If on the other hand the observed measurement outcome is remembered, then we can write the final state as $$\sum_b p_b \mathbb{P}_b\otimes\Phi_b(\rho_{\cal Y}(b)) = \sum_b (M_b\otimes\Phi_b)(\rho), \qquad \mathbb{P}_b\equiv |b\rangle\!\langle b|,$$ where I defined the quantum maps $M_b(\sigma)\equiv \mathbb{P}_b \langle\mu_b,\sigma\rangle$. Note that $M\equiv \sum_b M_b$ would be the (entanglement breaking) measurement channel describing the act of measuring with the POVM $\mu$ and remembering the result in a classical register.

(Conditional operation and then measure) Our goal would be now to show that we can equivalently perform some operation on the state and only afterwards measure the first register, and obtain the same identical final state.

Working in the general formalism of quantum channels, however, actually makes this a bit of a trivial question. The reason is that a channel might itself model an evolution involving a measurement, which would make the question moot. In fact, we could simply define the "conditioned channel" $\tilde\Phi\equiv\sum_k |k\rangle\!\langle k|\otimes\Phi_k$, and trivially find that performing a computational basis measurement after applying this channel is identical to what we obtained before measuring and then applying the channel. But this $\tilde\Phi$ corresponds in practice to applying $\Phi_k$ conditioned to a measurement outcome on the first register, and so this solution is useless in this context.

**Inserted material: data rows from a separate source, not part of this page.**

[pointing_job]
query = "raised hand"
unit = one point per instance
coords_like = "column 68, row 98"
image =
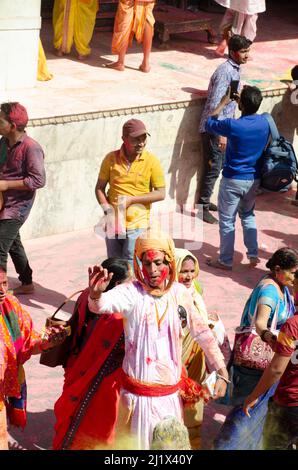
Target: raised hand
column 99, row 279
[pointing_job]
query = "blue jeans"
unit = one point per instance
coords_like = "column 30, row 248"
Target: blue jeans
column 284, row 421
column 237, row 197
column 123, row 247
column 10, row 242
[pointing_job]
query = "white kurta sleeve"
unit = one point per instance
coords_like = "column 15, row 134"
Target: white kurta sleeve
column 201, row 333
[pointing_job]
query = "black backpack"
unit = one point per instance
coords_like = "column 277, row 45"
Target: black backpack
column 279, row 165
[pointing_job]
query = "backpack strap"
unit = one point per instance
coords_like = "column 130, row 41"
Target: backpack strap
column 273, row 129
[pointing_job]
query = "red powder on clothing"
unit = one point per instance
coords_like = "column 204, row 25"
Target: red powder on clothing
column 151, row 254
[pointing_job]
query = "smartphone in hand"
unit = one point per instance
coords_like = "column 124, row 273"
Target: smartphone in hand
column 234, row 89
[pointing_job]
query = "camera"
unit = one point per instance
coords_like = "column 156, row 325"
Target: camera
column 234, row 89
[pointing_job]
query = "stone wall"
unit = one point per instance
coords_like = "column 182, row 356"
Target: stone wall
column 75, row 146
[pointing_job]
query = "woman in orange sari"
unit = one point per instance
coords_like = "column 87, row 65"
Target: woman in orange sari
column 133, row 18
column 18, row 341
column 87, row 410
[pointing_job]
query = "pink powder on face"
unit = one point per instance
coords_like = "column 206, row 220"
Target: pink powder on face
column 145, row 273
column 163, row 275
column 151, row 254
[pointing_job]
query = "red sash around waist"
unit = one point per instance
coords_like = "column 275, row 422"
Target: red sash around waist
column 147, row 389
column 189, row 390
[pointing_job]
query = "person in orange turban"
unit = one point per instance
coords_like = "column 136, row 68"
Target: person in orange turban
column 152, row 387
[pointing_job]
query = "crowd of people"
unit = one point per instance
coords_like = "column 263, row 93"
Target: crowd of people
column 145, row 356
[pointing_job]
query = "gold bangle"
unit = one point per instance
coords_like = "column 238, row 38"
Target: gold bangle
column 218, row 376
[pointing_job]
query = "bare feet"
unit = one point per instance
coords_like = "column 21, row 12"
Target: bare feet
column 58, row 53
column 83, row 57
column 214, row 263
column 144, row 68
column 253, row 262
column 116, row 66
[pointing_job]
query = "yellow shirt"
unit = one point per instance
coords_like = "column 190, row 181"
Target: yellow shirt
column 132, row 179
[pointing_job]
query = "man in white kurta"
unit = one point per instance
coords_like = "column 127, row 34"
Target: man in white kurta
column 240, row 18
column 153, row 334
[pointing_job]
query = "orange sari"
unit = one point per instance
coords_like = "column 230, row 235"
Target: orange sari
column 130, row 21
column 86, row 412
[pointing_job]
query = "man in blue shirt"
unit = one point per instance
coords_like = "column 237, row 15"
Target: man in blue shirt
column 246, row 140
column 214, row 145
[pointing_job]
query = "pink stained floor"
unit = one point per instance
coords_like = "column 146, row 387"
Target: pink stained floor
column 178, row 73
column 60, row 265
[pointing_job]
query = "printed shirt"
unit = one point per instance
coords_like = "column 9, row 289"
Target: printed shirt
column 14, row 351
column 287, row 345
column 24, row 160
column 218, row 86
column 247, row 138
column 132, row 179
column 268, row 295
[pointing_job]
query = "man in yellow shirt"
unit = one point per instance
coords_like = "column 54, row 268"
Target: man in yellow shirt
column 136, row 180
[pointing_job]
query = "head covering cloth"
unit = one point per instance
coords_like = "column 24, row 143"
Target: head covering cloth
column 152, row 239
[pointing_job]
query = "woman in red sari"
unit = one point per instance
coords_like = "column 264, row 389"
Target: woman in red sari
column 86, row 412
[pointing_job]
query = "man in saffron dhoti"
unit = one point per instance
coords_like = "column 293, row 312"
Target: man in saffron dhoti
column 73, row 22
column 133, row 18
column 153, row 384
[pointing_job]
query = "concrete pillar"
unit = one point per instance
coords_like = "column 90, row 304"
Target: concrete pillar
column 20, row 23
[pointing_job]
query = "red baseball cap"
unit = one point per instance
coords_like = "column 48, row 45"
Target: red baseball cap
column 18, row 115
column 134, row 128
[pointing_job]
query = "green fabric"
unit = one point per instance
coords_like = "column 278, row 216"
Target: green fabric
column 3, row 152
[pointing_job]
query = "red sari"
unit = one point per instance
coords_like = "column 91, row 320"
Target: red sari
column 86, row 412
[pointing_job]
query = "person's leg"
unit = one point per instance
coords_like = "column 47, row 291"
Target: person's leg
column 122, row 34
column 9, row 231
column 225, row 30
column 147, row 45
column 144, row 32
column 276, row 435
column 248, row 220
column 230, row 193
column 129, row 244
column 213, row 161
column 20, row 261
column 63, row 25
column 84, row 23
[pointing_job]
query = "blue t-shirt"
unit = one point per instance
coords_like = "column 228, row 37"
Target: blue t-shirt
column 247, row 138
column 268, row 295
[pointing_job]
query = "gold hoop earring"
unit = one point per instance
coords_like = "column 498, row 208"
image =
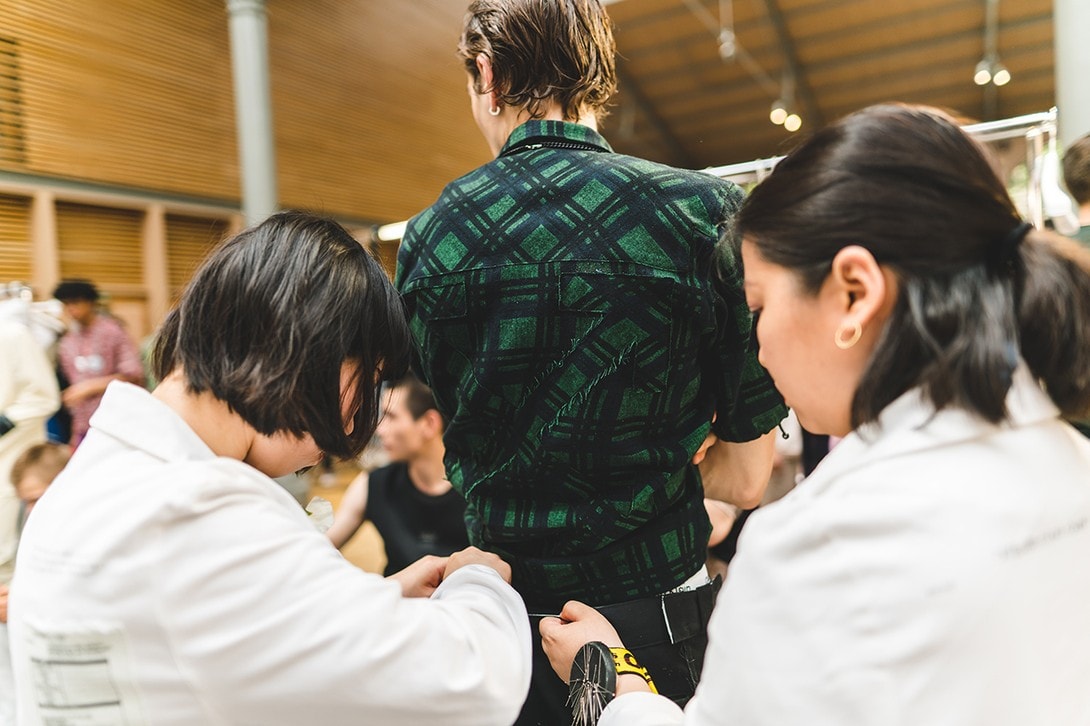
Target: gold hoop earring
column 857, row 333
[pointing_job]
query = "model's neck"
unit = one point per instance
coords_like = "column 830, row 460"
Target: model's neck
column 222, row 431
column 511, row 119
column 428, row 474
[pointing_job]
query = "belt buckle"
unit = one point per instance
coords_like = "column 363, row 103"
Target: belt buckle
column 666, row 617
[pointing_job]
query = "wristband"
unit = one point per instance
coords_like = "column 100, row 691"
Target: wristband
column 626, row 663
column 593, row 684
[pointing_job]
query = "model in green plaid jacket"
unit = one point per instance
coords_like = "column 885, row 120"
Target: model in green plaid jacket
column 562, row 298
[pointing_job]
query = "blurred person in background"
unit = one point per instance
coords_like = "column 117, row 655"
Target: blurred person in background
column 410, row 500
column 28, row 395
column 94, row 352
column 1077, row 178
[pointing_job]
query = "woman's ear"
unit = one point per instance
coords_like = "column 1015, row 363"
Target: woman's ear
column 433, row 423
column 863, row 289
column 484, row 74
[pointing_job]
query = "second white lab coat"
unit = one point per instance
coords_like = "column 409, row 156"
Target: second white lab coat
column 157, row 583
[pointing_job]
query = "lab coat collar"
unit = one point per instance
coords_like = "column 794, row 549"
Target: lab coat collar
column 132, row 415
column 911, row 424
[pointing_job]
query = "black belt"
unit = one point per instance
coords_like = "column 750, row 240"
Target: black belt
column 667, row 618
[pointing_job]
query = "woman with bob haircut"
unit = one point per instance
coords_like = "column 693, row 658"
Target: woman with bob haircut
column 929, row 571
column 166, row 578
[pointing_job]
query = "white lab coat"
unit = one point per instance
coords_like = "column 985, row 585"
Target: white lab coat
column 159, row 584
column 28, row 396
column 931, row 571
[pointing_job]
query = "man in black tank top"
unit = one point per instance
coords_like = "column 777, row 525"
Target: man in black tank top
column 410, row 501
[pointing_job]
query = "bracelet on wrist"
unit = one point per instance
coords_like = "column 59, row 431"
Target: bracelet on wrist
column 626, row 663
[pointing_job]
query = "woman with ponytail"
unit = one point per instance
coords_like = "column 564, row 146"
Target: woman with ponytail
column 931, row 570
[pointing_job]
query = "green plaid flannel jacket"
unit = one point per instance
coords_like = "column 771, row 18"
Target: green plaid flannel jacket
column 570, row 323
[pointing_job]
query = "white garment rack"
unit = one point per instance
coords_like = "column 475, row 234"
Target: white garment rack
column 1039, row 130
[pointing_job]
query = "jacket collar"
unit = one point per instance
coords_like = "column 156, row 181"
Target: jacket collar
column 537, row 131
column 911, row 424
column 135, row 418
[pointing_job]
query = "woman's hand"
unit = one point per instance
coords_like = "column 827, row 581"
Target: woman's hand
column 578, row 625
column 474, row 556
column 421, row 578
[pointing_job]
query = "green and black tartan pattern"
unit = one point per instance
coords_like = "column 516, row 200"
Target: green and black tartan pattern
column 562, row 302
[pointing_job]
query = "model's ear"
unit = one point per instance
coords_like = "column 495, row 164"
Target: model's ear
column 861, row 287
column 485, row 76
column 432, row 422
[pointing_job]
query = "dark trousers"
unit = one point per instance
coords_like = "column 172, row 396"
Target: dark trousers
column 667, row 633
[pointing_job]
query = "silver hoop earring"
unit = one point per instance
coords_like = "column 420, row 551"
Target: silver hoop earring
column 857, row 333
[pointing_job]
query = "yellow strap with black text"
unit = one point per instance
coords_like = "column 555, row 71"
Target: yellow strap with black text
column 626, row 663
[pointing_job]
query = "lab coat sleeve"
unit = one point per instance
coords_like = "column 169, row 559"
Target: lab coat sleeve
column 278, row 628
column 642, row 710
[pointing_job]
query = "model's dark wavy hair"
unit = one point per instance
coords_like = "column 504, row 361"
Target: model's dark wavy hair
column 543, row 50
column 922, row 196
column 270, row 317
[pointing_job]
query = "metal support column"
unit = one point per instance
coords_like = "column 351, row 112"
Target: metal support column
column 1072, row 20
column 253, row 108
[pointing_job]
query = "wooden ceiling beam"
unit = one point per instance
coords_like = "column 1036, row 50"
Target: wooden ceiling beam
column 631, row 88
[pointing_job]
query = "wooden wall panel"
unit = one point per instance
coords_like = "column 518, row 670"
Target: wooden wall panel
column 126, row 92
column 189, row 242
column 15, row 253
column 100, row 244
column 368, row 124
column 371, row 110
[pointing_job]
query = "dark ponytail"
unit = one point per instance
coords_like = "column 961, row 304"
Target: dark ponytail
column 1054, row 318
column 977, row 289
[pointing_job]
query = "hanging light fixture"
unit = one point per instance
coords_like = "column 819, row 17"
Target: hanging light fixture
column 778, row 112
column 990, row 69
column 728, row 46
column 783, row 109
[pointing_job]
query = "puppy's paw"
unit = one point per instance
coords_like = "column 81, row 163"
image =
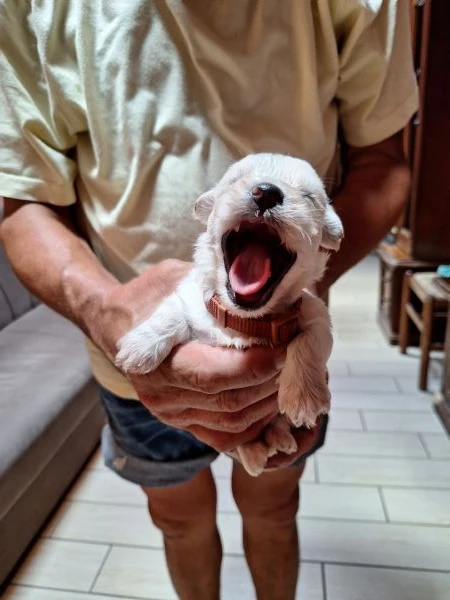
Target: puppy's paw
column 278, row 437
column 303, row 404
column 139, row 350
column 254, row 457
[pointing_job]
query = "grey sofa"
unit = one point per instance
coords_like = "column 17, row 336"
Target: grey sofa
column 50, row 416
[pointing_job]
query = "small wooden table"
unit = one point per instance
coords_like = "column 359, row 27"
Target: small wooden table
column 443, row 406
column 425, row 303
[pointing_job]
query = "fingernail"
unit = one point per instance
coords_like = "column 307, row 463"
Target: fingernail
column 280, row 359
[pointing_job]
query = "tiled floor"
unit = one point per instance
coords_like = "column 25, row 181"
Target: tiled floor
column 375, row 515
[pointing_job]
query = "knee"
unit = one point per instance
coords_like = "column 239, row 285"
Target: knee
column 178, row 516
column 274, row 505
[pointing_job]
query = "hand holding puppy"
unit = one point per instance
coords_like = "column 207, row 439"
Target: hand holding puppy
column 269, row 230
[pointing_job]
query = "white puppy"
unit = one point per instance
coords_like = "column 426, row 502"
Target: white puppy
column 269, row 227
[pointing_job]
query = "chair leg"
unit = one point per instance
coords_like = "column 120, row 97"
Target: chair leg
column 403, row 334
column 425, row 342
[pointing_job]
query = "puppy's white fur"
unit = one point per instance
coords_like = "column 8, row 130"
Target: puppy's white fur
column 307, row 226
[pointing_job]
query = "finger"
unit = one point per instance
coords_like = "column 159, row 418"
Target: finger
column 209, row 369
column 234, row 422
column 223, row 441
column 226, row 401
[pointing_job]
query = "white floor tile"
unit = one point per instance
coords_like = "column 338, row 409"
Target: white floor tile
column 135, row 572
column 105, row 486
column 382, row 544
column 378, row 544
column 225, row 500
column 383, row 471
column 421, row 422
column 418, row 506
column 408, row 367
column 340, row 502
column 363, row 384
column 338, row 368
column 19, row 592
column 360, row 583
column 107, row 523
column 384, row 402
column 373, row 444
column 61, row 564
column 409, row 385
column 438, row 445
column 344, row 419
column 97, row 462
column 310, row 585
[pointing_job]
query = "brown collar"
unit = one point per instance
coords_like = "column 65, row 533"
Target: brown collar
column 277, row 329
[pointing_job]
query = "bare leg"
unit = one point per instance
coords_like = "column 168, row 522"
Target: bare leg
column 186, row 515
column 269, row 505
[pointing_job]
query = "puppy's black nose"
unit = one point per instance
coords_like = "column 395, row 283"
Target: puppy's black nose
column 266, row 196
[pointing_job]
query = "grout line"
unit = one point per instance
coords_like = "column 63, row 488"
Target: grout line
column 324, row 581
column 316, row 468
column 372, row 566
column 405, row 486
column 398, row 385
column 426, row 410
column 383, row 504
column 75, row 500
column 404, row 457
column 363, row 420
column 99, row 570
column 83, row 592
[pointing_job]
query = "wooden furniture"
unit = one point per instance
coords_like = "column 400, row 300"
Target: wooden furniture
column 394, row 263
column 427, row 217
column 423, row 241
column 425, row 303
column 443, row 405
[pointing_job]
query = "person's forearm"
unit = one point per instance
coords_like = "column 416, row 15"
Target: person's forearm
column 369, row 204
column 54, row 263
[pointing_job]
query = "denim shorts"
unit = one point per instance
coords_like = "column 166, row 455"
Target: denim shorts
column 141, row 449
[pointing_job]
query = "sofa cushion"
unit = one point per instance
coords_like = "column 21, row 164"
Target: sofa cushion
column 43, row 367
column 14, row 298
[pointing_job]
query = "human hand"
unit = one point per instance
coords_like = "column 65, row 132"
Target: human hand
column 224, row 396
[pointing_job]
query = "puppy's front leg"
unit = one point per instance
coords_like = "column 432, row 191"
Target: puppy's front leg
column 303, row 393
column 143, row 349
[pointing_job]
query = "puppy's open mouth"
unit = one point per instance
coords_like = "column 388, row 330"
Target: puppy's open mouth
column 256, row 261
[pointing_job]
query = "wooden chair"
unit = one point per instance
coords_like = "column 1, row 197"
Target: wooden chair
column 425, row 303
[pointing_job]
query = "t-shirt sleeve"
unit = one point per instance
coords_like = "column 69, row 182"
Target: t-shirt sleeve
column 35, row 139
column 377, row 89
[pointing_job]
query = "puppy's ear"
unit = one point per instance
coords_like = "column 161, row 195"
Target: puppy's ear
column 332, row 232
column 203, row 206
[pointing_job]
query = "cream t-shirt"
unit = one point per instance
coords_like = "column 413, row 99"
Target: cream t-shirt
column 132, row 108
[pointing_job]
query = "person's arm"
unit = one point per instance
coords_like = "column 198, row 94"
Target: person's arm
column 370, row 202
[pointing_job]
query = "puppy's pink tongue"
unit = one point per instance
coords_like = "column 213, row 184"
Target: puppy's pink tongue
column 250, row 270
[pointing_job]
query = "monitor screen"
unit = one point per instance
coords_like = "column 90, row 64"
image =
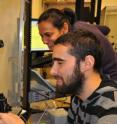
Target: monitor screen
column 36, row 41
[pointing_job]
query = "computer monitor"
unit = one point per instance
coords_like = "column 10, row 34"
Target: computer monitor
column 36, row 41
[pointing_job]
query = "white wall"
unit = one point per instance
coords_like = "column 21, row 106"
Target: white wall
column 9, row 12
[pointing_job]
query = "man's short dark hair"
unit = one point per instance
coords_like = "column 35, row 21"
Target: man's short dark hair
column 82, row 43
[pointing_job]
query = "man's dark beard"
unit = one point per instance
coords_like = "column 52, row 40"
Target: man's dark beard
column 75, row 82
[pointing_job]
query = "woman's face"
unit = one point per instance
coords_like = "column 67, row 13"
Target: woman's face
column 49, row 33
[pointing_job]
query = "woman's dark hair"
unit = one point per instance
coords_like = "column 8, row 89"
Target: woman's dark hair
column 57, row 17
column 70, row 14
column 83, row 43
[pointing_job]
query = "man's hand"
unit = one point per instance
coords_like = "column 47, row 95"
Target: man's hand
column 9, row 118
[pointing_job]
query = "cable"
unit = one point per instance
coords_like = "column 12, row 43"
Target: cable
column 38, row 122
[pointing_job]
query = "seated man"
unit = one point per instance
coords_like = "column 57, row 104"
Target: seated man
column 77, row 70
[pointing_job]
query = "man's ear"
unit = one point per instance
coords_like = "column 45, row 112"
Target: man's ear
column 87, row 64
column 65, row 28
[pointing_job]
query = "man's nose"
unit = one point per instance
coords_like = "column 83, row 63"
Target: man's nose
column 45, row 40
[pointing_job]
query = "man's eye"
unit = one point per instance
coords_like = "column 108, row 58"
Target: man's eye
column 48, row 35
column 60, row 63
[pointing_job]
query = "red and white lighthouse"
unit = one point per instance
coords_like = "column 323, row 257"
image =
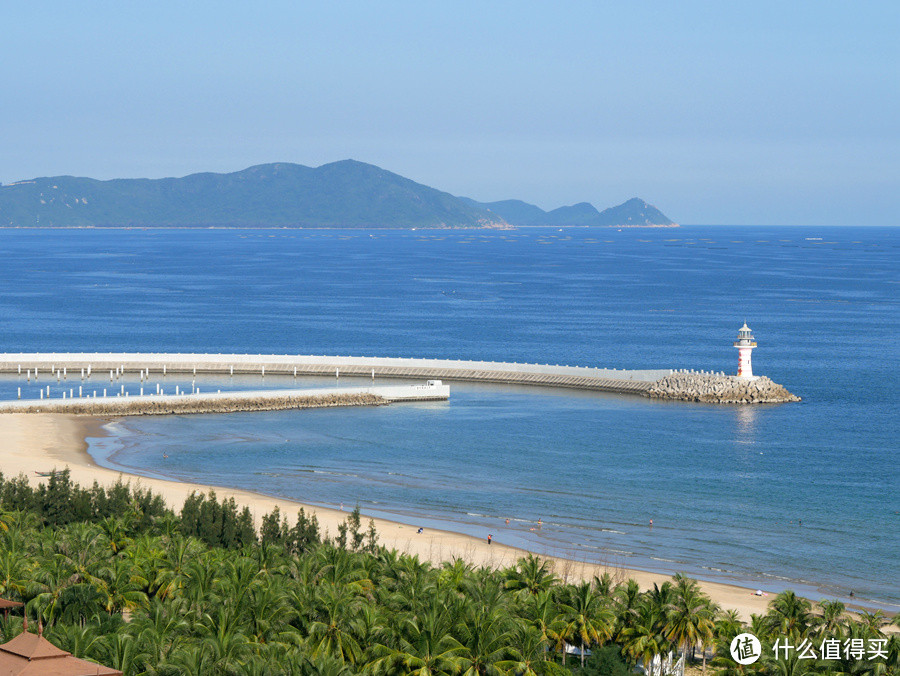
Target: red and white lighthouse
column 745, row 345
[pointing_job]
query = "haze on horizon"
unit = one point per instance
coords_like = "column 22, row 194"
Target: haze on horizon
column 766, row 113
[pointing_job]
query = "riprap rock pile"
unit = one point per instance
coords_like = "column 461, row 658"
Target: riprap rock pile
column 718, row 389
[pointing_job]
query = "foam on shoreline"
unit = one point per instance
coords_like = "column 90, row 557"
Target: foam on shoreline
column 42, row 442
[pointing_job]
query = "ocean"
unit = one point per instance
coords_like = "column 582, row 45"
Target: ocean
column 802, row 496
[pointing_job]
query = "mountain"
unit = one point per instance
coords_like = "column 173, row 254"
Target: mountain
column 342, row 194
column 346, row 194
column 634, row 212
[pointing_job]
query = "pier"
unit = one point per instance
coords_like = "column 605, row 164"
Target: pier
column 544, row 375
column 681, row 384
column 231, row 402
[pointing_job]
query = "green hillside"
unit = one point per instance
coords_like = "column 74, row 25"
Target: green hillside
column 342, row 194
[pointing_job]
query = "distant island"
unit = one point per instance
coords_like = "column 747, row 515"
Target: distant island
column 345, row 194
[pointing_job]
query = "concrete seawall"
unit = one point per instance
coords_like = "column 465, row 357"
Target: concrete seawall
column 546, row 375
column 653, row 383
column 230, row 402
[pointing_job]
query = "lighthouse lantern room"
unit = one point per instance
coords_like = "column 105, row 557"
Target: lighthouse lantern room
column 745, row 345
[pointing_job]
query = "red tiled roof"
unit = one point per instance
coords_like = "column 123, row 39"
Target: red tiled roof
column 32, row 655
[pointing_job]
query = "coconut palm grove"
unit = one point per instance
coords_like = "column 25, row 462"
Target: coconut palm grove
column 114, row 576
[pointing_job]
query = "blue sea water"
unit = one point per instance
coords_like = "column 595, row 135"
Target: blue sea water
column 726, row 486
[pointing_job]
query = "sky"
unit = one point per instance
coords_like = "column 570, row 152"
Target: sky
column 715, row 112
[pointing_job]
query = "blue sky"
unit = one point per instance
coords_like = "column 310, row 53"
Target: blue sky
column 716, row 112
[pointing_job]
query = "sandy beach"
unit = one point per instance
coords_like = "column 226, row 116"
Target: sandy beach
column 42, row 442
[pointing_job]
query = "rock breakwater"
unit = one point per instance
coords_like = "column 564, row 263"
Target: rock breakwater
column 718, row 389
column 188, row 404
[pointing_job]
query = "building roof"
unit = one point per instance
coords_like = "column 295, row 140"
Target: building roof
column 32, row 655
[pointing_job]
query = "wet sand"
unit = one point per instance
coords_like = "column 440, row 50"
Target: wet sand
column 43, row 442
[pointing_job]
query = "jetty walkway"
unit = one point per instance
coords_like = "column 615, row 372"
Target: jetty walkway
column 73, row 366
column 230, row 402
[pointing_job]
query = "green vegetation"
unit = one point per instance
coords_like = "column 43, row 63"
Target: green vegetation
column 631, row 213
column 116, row 577
column 344, row 194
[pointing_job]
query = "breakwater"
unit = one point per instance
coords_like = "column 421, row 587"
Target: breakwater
column 80, row 365
column 718, row 389
column 230, row 402
column 653, row 383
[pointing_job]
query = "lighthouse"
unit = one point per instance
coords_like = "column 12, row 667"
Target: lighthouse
column 745, row 345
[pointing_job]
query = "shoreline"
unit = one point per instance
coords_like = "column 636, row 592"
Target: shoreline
column 42, row 442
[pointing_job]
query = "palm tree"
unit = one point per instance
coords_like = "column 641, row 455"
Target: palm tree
column 162, row 630
column 531, row 657
column 541, row 612
column 589, row 620
column 423, row 644
column 530, row 575
column 486, row 637
column 689, row 617
column 789, row 614
column 121, row 652
column 332, row 632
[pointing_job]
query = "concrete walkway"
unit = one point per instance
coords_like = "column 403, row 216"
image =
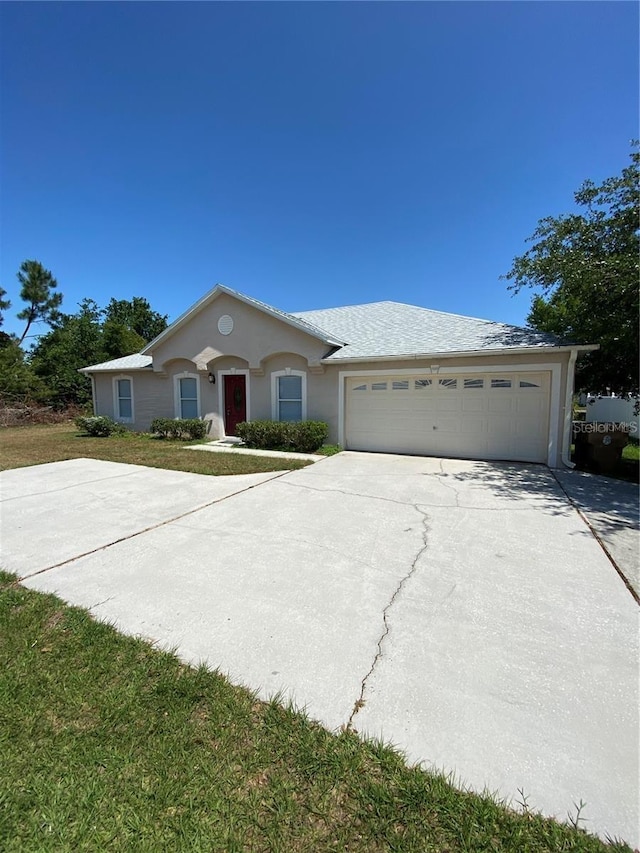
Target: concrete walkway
column 463, row 611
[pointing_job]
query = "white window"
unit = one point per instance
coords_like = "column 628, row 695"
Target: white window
column 123, row 399
column 289, row 395
column 187, row 395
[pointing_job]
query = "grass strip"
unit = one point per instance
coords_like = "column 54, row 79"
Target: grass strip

To get a better idea of how and where exactly measurements are involved, let's specialise our formalism above to pure states, unitary evolutions, and projective measurements. Let $|\Psi\rangle$ be the input state. Say we measure in the computational basis the first register (we don't lose any generality assuming computational basis measurement: it amounts to a specific choice of basis to describe the states). Then the possible post-measurement states on the second register are $$|\Psi_b\rangle\equiv \frac{1}{p_b} (\langle b|\otimes I)|\Psi\rangle, \qquad p_b\equiv \|(\langle b|\otimes I)|\Psi\rangle\|^2,$$ and $|\Psi_b\rangle$ is found with probability $p_b$. If the unitary $U_b$ is applied conditionally to observing the $b$-th outcome, the final state is $$U_b |\Psi_b\rangle\equiv \frac{1}{p_b}(\langle b|\otimes U_b)|\Psi\rangle.$$

Suppose we instead deferred measurement to the end, and replaced the classically-conditioned unitary operation with the controlled-unitary operation $U\equiv \sum_b |b\rangle\!\langle b|\otimes U_b$. This unitary gives the evolution $$|\Psi\rangle\to U|\Psi\rangle = \sum_b (|b\rangle\!\langle b|\otimes U_b)|\Psi\rangle = \sum_b p_b |b\rangle \otimes U_b |\Psi_b\rangle.$$ This last expression makes the conclusion immediate: if we now measure the first register of $U|\Psi\rangle$ in the computational basis, we'll get the $b$-th outcome with probability $p_b$, and the corresponding post-measurement state on the second register is going to be $U_b |\Psi_b\rangle$, which is exactly what we got doing the measurement and then applying the unitary $U_b$ conditionally to the classical outcome.